Mixing OTE and OTL/OTU on the same bit
The OTE re-writes the bit every scan and will stomp the latch (or fight it, depending on rung order). A bit is either latch-controlled or OTE-controlled — never both.
Assuming latched equals retentive through power loss
OTL keeps the bit set while the controller runs, but surviving a power cycle depends on the tag and controller configuration. If the latch must persist through outages, verify the tag is retentive rather than assuming.
Drop the instruction on a rung in the browser simulator, toggle the inputs, and watch the rung state, accumulator values and outputs update scan by scan.
Questions
OTE writes its bit on every scan — 1 for a true rung, 0 for a false rung — so it is non-retentive. OTL writes only a 1 and only when its rung is true; the bit then holds until an OTU (whose rung writes only a 0) clears it. OTL/OTU give you memory; OTE gives you a live reflection of the rung.
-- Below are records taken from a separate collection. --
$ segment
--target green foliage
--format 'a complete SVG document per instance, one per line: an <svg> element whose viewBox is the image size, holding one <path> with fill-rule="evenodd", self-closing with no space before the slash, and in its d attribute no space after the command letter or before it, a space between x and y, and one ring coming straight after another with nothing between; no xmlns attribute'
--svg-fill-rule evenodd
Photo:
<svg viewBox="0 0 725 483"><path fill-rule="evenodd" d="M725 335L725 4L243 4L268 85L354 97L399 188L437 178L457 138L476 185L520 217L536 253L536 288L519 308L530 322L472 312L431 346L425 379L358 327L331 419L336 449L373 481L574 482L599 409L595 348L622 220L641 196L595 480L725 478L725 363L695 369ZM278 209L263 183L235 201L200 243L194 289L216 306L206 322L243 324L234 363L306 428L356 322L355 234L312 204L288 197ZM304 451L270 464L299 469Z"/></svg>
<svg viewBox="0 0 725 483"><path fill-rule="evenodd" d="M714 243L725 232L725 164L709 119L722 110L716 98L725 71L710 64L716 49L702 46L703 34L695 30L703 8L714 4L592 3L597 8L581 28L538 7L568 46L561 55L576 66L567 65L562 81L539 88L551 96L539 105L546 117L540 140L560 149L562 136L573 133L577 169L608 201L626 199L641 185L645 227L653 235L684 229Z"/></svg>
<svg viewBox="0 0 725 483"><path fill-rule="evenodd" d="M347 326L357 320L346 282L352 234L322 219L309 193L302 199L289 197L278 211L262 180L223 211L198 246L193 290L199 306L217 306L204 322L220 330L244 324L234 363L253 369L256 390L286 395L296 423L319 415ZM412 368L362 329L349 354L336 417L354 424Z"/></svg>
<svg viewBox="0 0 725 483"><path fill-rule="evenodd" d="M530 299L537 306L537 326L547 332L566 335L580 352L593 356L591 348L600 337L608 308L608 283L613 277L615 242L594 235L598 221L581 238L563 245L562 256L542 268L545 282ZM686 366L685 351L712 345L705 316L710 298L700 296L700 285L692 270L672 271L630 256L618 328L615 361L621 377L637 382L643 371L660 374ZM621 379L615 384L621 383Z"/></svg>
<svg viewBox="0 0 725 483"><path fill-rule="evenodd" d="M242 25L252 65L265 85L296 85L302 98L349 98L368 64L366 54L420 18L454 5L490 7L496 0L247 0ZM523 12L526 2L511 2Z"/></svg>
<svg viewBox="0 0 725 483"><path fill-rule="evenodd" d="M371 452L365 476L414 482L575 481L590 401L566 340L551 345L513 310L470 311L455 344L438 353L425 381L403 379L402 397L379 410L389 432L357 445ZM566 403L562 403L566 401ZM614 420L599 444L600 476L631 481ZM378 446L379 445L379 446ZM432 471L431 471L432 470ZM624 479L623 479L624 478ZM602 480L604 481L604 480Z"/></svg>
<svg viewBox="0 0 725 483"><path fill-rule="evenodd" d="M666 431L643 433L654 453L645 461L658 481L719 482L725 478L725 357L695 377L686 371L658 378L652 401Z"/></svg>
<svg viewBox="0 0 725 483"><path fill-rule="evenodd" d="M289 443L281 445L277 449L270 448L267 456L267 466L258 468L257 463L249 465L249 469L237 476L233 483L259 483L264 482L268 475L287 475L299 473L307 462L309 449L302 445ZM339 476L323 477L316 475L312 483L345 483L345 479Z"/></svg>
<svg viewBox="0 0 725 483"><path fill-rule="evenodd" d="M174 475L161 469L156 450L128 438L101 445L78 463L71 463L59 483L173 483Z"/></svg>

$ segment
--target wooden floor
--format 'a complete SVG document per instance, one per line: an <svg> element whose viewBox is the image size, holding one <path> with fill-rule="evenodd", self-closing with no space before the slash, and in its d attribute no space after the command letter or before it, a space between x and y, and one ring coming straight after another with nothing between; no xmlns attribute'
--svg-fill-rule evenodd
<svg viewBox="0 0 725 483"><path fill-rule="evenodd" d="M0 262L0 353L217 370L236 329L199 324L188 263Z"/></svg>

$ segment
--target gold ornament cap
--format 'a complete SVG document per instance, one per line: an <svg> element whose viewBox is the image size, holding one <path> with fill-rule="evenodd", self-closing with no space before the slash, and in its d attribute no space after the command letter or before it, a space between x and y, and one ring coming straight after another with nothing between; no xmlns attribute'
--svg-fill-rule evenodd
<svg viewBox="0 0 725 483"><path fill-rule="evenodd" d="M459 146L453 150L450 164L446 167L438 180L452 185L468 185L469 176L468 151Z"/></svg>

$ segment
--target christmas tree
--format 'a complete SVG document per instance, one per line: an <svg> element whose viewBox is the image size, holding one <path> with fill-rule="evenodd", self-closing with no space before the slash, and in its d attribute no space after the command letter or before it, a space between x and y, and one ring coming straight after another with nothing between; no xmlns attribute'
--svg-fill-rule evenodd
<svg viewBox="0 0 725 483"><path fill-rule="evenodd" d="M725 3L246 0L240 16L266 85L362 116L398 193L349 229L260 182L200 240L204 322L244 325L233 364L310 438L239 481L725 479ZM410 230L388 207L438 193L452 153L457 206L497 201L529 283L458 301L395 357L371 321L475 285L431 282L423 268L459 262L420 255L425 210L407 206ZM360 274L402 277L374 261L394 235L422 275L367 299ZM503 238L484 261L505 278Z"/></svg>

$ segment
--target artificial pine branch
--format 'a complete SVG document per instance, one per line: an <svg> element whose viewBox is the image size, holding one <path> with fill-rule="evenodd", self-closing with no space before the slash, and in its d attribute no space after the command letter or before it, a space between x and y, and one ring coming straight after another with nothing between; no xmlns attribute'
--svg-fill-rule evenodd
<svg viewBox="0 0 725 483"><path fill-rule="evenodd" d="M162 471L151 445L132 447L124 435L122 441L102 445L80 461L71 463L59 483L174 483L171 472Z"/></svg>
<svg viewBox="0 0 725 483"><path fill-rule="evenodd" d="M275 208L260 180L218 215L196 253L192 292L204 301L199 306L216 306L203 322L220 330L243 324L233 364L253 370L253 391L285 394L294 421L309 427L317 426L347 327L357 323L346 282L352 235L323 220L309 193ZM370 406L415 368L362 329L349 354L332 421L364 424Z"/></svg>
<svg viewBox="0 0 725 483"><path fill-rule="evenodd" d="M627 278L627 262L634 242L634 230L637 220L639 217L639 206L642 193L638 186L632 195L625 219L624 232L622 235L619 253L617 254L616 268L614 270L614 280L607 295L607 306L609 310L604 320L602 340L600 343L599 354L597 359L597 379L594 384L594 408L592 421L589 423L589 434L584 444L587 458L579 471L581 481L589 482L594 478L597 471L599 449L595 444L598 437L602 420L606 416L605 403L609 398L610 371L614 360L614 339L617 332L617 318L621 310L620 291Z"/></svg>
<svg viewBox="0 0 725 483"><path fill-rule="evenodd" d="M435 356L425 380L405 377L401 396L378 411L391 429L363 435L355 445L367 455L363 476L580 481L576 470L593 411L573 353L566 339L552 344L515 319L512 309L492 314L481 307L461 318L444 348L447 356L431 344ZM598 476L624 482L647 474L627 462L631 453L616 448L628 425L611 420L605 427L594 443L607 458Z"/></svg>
Each executes when scanned, so within one scan the bit is set by the OTL rung and cleared by the OTU rung (or vice versa) — the instruction that executes later in the scan order determines the value that survives to the end of the scan. Placing the OTU rung later makes the pair reset-dominant, which is the usual safe choice.
IEC 61131-3 ladder uses Set and Reset coils, drawn -(S)- and -(R)-, and Structured Text offers SR (set-dominant) and RS (reset-dominant) flip-flop function blocks. Siemens TIA Portal has the same S/R coils and SR/RS boxes; Mitsubishi uses the SET and RST instructions.
Only if the underlying tag is retentive. The OTL instruction itself just refrains from writing 0 on false rungs; whether the stored 1 survives power loss is decided by the tag/memory configuration of the controller. Check it explicitly whenever a latch is doing safety- or process-critical memory work.